Review of "One to one Observation 1:1- Conemaugh Health System-Memorial Medical Center Nursing Practice" policy and procedure dated October 2012, revealed, " ... Nursing Actions: ... B. Safety devices will be utilized: ... -Bed alarm is to be set on the Versa-care beds. Other alarm devices are to be used on patients who do not have a bed alarm built into their bed. ... ."
1) Review of "Falls Risk Assessment" documentation revealed that on May 13, 2013, at 1:00 AM the patient was confused and disoriented times two, had impaired judgement, unsteady gait, and limited activity tolerance. The "Falls Risk Score" was 20 with nine or higher indicating a high fall risk. Documentation revealed that the "Fall Star Bundle" was not implemented until May 16, 2013, at 7:45 AM.

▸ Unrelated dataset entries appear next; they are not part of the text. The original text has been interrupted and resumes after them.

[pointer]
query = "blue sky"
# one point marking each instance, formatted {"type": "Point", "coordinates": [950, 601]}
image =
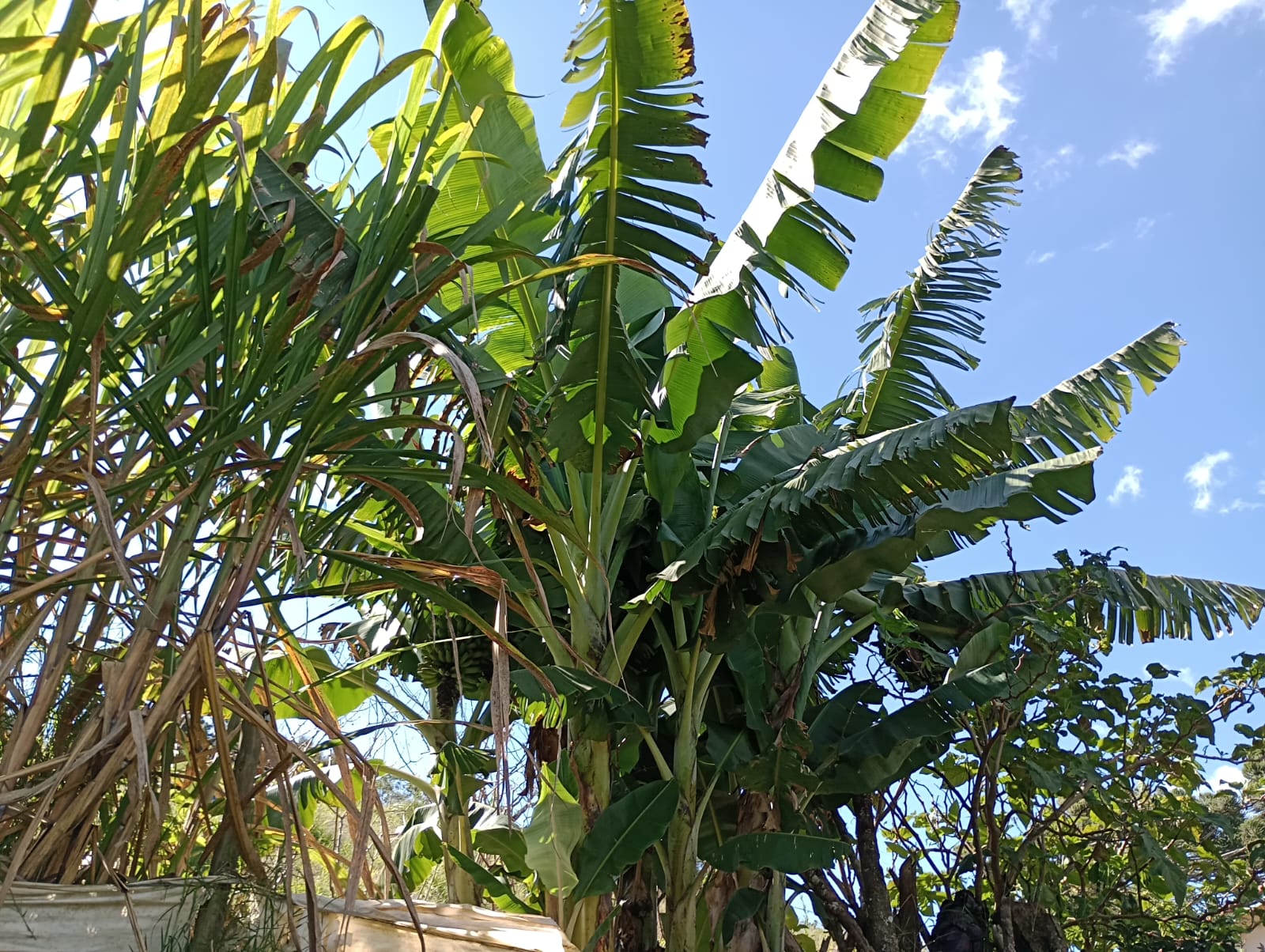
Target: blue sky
{"type": "Point", "coordinates": [1138, 124]}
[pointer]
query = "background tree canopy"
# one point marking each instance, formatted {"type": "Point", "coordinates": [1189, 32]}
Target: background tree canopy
{"type": "Point", "coordinates": [666, 631]}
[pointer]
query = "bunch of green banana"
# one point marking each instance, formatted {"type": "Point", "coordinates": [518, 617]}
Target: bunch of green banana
{"type": "Point", "coordinates": [452, 653]}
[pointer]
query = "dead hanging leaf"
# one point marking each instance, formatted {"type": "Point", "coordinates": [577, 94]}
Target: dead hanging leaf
{"type": "Point", "coordinates": [544, 745]}
{"type": "Point", "coordinates": [499, 694]}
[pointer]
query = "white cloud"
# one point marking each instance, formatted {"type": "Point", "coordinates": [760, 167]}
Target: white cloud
{"type": "Point", "coordinates": [1202, 479]}
{"type": "Point", "coordinates": [1225, 775]}
{"type": "Point", "coordinates": [980, 103]}
{"type": "Point", "coordinates": [1030, 16]}
{"type": "Point", "coordinates": [1240, 505]}
{"type": "Point", "coordinates": [1170, 27]}
{"type": "Point", "coordinates": [1131, 153]}
{"type": "Point", "coordinates": [1127, 486]}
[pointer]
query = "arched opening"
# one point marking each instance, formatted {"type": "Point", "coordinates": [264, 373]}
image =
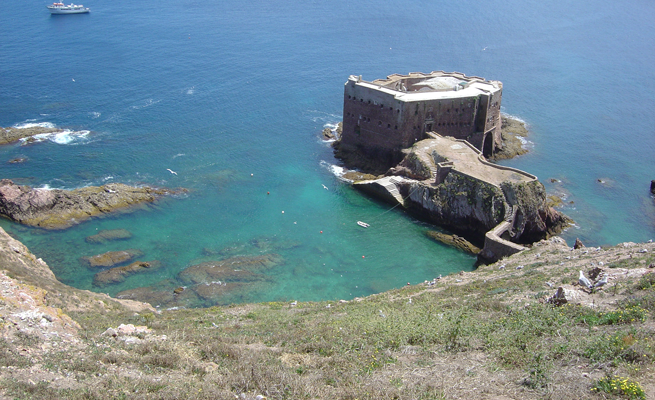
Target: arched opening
{"type": "Point", "coordinates": [488, 145]}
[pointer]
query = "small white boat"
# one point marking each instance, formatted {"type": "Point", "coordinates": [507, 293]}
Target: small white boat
{"type": "Point", "coordinates": [61, 8]}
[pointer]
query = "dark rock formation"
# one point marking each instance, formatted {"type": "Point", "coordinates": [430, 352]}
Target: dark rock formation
{"type": "Point", "coordinates": [327, 134]}
{"type": "Point", "coordinates": [112, 258]}
{"type": "Point", "coordinates": [119, 274]}
{"type": "Point", "coordinates": [155, 296]}
{"type": "Point", "coordinates": [512, 146]}
{"type": "Point", "coordinates": [9, 135]}
{"type": "Point", "coordinates": [449, 183]}
{"type": "Point", "coordinates": [454, 241]}
{"type": "Point", "coordinates": [109, 235]}
{"type": "Point", "coordinates": [60, 209]}
{"type": "Point", "coordinates": [235, 269]}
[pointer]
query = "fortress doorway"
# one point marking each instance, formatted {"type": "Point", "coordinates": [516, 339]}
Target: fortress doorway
{"type": "Point", "coordinates": [488, 145]}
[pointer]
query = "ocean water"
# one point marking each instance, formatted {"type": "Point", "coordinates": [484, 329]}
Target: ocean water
{"type": "Point", "coordinates": [233, 96]}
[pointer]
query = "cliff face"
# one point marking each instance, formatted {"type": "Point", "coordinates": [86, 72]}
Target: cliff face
{"type": "Point", "coordinates": [449, 183]}
{"type": "Point", "coordinates": [460, 203]}
{"type": "Point", "coordinates": [59, 209]}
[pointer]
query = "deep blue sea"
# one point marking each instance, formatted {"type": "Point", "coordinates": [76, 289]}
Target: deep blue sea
{"type": "Point", "coordinates": [233, 96]}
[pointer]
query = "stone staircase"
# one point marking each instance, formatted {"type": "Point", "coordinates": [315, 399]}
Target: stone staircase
{"type": "Point", "coordinates": [389, 184]}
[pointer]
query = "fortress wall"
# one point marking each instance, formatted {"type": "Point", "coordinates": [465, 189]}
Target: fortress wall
{"type": "Point", "coordinates": [371, 118]}
{"type": "Point", "coordinates": [378, 123]}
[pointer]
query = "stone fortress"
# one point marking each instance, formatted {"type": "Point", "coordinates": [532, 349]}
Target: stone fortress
{"type": "Point", "coordinates": [382, 117]}
{"type": "Point", "coordinates": [427, 137]}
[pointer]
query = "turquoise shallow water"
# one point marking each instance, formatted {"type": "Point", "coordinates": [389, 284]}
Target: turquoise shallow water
{"type": "Point", "coordinates": [218, 91]}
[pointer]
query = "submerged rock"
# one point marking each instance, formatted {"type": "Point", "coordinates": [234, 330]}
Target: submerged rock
{"type": "Point", "coordinates": [215, 291]}
{"type": "Point", "coordinates": [454, 241]}
{"type": "Point", "coordinates": [109, 235]}
{"type": "Point", "coordinates": [235, 269]}
{"type": "Point", "coordinates": [112, 258]}
{"type": "Point", "coordinates": [155, 297]}
{"type": "Point", "coordinates": [60, 209]}
{"type": "Point", "coordinates": [119, 274]}
{"type": "Point", "coordinates": [9, 135]}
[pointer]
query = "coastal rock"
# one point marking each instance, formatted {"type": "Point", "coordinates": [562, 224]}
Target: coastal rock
{"type": "Point", "coordinates": [216, 291]}
{"type": "Point", "coordinates": [450, 184]}
{"type": "Point", "coordinates": [454, 241]}
{"type": "Point", "coordinates": [327, 134]}
{"type": "Point", "coordinates": [235, 269]}
{"type": "Point", "coordinates": [119, 274]}
{"type": "Point", "coordinates": [60, 209]}
{"type": "Point", "coordinates": [9, 135]}
{"type": "Point", "coordinates": [109, 235]}
{"type": "Point", "coordinates": [112, 258]}
{"type": "Point", "coordinates": [155, 297]}
{"type": "Point", "coordinates": [512, 130]}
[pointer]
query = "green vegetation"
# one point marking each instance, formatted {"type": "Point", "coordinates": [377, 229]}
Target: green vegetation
{"type": "Point", "coordinates": [493, 331]}
{"type": "Point", "coordinates": [620, 386]}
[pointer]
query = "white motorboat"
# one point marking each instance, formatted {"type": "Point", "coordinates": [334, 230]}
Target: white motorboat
{"type": "Point", "coordinates": [61, 8]}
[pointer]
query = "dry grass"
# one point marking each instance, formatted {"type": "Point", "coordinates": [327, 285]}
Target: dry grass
{"type": "Point", "coordinates": [489, 336]}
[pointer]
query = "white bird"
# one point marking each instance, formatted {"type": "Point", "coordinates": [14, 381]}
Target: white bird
{"type": "Point", "coordinates": [601, 282]}
{"type": "Point", "coordinates": [583, 281]}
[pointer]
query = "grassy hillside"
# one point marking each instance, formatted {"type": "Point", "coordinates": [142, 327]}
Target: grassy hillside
{"type": "Point", "coordinates": [488, 334]}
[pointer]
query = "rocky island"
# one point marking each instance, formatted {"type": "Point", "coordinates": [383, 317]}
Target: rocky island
{"type": "Point", "coordinates": [10, 135]}
{"type": "Point", "coordinates": [60, 209]}
{"type": "Point", "coordinates": [427, 137]}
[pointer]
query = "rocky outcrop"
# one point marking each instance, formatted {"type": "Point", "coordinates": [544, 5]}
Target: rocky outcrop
{"type": "Point", "coordinates": [119, 274]}
{"type": "Point", "coordinates": [512, 130]}
{"type": "Point", "coordinates": [60, 209]}
{"type": "Point", "coordinates": [20, 267]}
{"type": "Point", "coordinates": [108, 235]}
{"type": "Point", "coordinates": [449, 183]}
{"type": "Point", "coordinates": [235, 269]}
{"type": "Point", "coordinates": [112, 258]}
{"type": "Point", "coordinates": [9, 135]}
{"type": "Point", "coordinates": [455, 241]}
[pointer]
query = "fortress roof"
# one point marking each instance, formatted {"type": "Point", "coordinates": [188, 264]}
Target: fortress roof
{"type": "Point", "coordinates": [418, 86]}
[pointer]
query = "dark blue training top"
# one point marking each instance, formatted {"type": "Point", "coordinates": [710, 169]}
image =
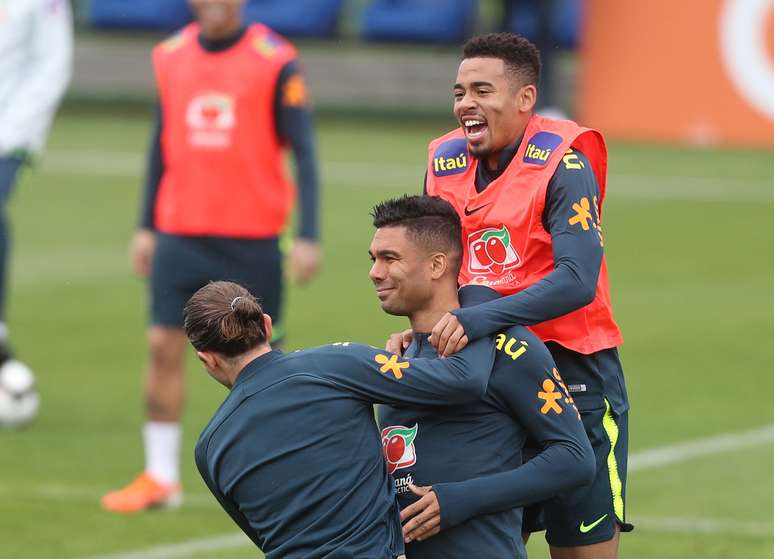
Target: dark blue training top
{"type": "Point", "coordinates": [294, 456]}
{"type": "Point", "coordinates": [472, 454]}
{"type": "Point", "coordinates": [293, 125]}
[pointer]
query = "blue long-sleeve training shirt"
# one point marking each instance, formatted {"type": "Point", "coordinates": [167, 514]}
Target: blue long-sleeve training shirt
{"type": "Point", "coordinates": [472, 454]}
{"type": "Point", "coordinates": [294, 456]}
{"type": "Point", "coordinates": [294, 125]}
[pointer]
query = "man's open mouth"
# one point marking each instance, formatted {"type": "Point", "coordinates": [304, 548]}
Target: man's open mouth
{"type": "Point", "coordinates": [474, 127]}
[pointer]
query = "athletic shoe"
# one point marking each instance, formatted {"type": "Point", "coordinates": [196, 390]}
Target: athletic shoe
{"type": "Point", "coordinates": [143, 493]}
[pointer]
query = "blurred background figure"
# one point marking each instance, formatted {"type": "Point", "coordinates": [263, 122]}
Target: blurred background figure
{"type": "Point", "coordinates": [36, 45]}
{"type": "Point", "coordinates": [231, 97]}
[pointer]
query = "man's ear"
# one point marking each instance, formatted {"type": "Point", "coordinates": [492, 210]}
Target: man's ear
{"type": "Point", "coordinates": [439, 263]}
{"type": "Point", "coordinates": [267, 324]}
{"type": "Point", "coordinates": [209, 359]}
{"type": "Point", "coordinates": [526, 98]}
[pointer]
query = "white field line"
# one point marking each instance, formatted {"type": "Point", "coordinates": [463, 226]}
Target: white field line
{"type": "Point", "coordinates": [642, 460]}
{"type": "Point", "coordinates": [690, 526]}
{"type": "Point", "coordinates": [188, 548]}
{"type": "Point", "coordinates": [709, 526]}
{"type": "Point", "coordinates": [682, 452]}
{"type": "Point", "coordinates": [352, 173]}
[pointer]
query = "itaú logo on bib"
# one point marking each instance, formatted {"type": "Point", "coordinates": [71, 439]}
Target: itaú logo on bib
{"type": "Point", "coordinates": [490, 251]}
{"type": "Point", "coordinates": [398, 446]}
{"type": "Point", "coordinates": [210, 118]}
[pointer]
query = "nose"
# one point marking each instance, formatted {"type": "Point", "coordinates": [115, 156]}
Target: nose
{"type": "Point", "coordinates": [466, 103]}
{"type": "Point", "coordinates": [377, 272]}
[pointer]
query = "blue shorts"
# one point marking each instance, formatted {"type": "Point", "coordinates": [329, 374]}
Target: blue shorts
{"type": "Point", "coordinates": [183, 264]}
{"type": "Point", "coordinates": [590, 514]}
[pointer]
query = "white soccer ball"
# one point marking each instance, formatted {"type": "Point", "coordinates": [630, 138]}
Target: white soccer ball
{"type": "Point", "coordinates": [19, 399]}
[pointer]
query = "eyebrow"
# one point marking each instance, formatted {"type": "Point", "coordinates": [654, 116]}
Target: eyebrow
{"type": "Point", "coordinates": [384, 253]}
{"type": "Point", "coordinates": [474, 84]}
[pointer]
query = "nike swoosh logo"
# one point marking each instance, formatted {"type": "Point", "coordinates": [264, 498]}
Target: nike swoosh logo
{"type": "Point", "coordinates": [474, 210]}
{"type": "Point", "coordinates": [584, 529]}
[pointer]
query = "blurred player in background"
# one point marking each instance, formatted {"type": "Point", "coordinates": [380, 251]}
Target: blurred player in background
{"type": "Point", "coordinates": [36, 45]}
{"type": "Point", "coordinates": [468, 457]}
{"type": "Point", "coordinates": [293, 454]}
{"type": "Point", "coordinates": [216, 202]}
{"type": "Point", "coordinates": [529, 192]}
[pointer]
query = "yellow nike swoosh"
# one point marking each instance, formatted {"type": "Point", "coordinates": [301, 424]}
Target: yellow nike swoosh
{"type": "Point", "coordinates": [584, 529]}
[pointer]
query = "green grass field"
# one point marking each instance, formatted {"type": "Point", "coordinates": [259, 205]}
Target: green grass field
{"type": "Point", "coordinates": [688, 240]}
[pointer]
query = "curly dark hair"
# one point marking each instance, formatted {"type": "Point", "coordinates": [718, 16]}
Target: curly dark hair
{"type": "Point", "coordinates": [521, 57]}
{"type": "Point", "coordinates": [429, 221]}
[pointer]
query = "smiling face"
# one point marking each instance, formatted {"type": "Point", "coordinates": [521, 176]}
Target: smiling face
{"type": "Point", "coordinates": [402, 271]}
{"type": "Point", "coordinates": [491, 106]}
{"type": "Point", "coordinates": [219, 19]}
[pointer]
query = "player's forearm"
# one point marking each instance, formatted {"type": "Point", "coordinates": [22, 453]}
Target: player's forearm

Interview with EMP1 on July 12, 2013 at 9:30 AM revealed, " ... I don't think [the patient] had the yellow socks on. ... The son was asking me some questions that I couldn't answer, so I gave the phone to the nurse and the nurse did say that they forgot to set the alarm after [the patient] bath. ... ."
2) Following the open inpatient medical record review of MR3-MR12, on July 12 2013, EMP1 confirmed that there were no falling stars on the door frames for MR7 and MR9.